De grote man ging bijna even behendig met zijn oefenzwaard om als de zwaardhanden. Het leverde hem regelmatig een schorre bijval van zijn leraar op. Zijn tegenstander, een jongeman die meer van Marts leeftijd was en roodgoud haar bezat, was niet slecht, verre van dat, voor zover Mart kon beoordelen, hoewel hij nooit had beweerd veel van zwaardvechten af te weten. De goudblonde man ving iedere flitsende aanval op, sloeg die af voor de samengebonden latjes hem konden treffen en waagde zelfs nu en dan een uitval. Maar de knappe kerel ving elke aanval op en viel vervolgens soepel zelf aan, in minder dan een hartenklop.

Mart legde de steentjes in één hand, maar bleef ze in de lucht gooien.
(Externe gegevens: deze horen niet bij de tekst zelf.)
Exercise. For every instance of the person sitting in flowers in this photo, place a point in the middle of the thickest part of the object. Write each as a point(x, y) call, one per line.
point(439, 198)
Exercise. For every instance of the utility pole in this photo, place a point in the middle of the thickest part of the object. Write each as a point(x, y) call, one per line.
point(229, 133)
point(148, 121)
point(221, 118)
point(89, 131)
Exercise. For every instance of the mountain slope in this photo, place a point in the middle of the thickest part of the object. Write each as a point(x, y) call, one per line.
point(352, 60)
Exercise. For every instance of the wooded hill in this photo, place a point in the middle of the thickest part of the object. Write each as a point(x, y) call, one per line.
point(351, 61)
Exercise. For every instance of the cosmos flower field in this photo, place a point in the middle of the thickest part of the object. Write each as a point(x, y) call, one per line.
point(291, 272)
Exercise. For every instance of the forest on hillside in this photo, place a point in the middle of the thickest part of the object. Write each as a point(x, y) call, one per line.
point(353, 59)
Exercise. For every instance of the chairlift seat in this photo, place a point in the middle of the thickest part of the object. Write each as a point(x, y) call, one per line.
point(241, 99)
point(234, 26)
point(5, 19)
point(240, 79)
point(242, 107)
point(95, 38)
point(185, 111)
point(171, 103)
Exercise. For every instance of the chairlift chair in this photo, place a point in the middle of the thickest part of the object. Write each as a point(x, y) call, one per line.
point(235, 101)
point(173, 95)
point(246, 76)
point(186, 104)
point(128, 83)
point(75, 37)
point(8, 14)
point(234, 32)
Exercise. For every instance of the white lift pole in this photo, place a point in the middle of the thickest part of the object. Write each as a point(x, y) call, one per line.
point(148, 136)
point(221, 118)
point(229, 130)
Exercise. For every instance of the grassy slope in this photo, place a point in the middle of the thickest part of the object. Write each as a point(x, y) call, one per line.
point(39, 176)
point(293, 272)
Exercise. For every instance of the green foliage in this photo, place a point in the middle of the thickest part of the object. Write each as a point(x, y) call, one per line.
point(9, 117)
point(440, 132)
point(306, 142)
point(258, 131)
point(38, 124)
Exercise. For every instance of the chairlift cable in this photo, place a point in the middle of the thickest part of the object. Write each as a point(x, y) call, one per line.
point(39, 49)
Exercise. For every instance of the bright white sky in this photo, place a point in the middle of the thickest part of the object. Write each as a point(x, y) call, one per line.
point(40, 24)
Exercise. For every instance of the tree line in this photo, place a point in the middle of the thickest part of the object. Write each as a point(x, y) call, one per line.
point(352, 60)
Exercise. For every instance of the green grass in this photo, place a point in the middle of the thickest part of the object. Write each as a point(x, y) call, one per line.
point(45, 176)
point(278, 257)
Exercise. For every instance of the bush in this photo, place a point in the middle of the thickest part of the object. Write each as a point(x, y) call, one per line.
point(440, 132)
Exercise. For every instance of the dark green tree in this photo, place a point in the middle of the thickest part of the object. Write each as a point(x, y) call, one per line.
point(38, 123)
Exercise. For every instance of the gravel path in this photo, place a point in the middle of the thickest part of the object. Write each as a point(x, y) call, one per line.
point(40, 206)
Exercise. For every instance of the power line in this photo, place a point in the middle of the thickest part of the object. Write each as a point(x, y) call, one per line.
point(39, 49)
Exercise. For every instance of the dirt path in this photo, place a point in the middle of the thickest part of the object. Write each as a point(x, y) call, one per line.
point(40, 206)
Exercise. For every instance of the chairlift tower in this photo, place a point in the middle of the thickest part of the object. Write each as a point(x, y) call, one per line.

Hij dacht niet dat hij een van beiden eigenlijk wilde bevechten. Zeker niet met een zwaard.

‘Breek!’ De stem van de zwaardhand klonk als stenen die uit een emmer rolden. Met zwoegende adem lieten de twee mannen hun oefenzwaard zakken. Zweet plakte hun haren tegen het hoofd. ‘Jullie kunnen even rust nemen terwijl ik mijn pijp rook. Maar veel tijd heb je niet, want ik heb hem bijna op.’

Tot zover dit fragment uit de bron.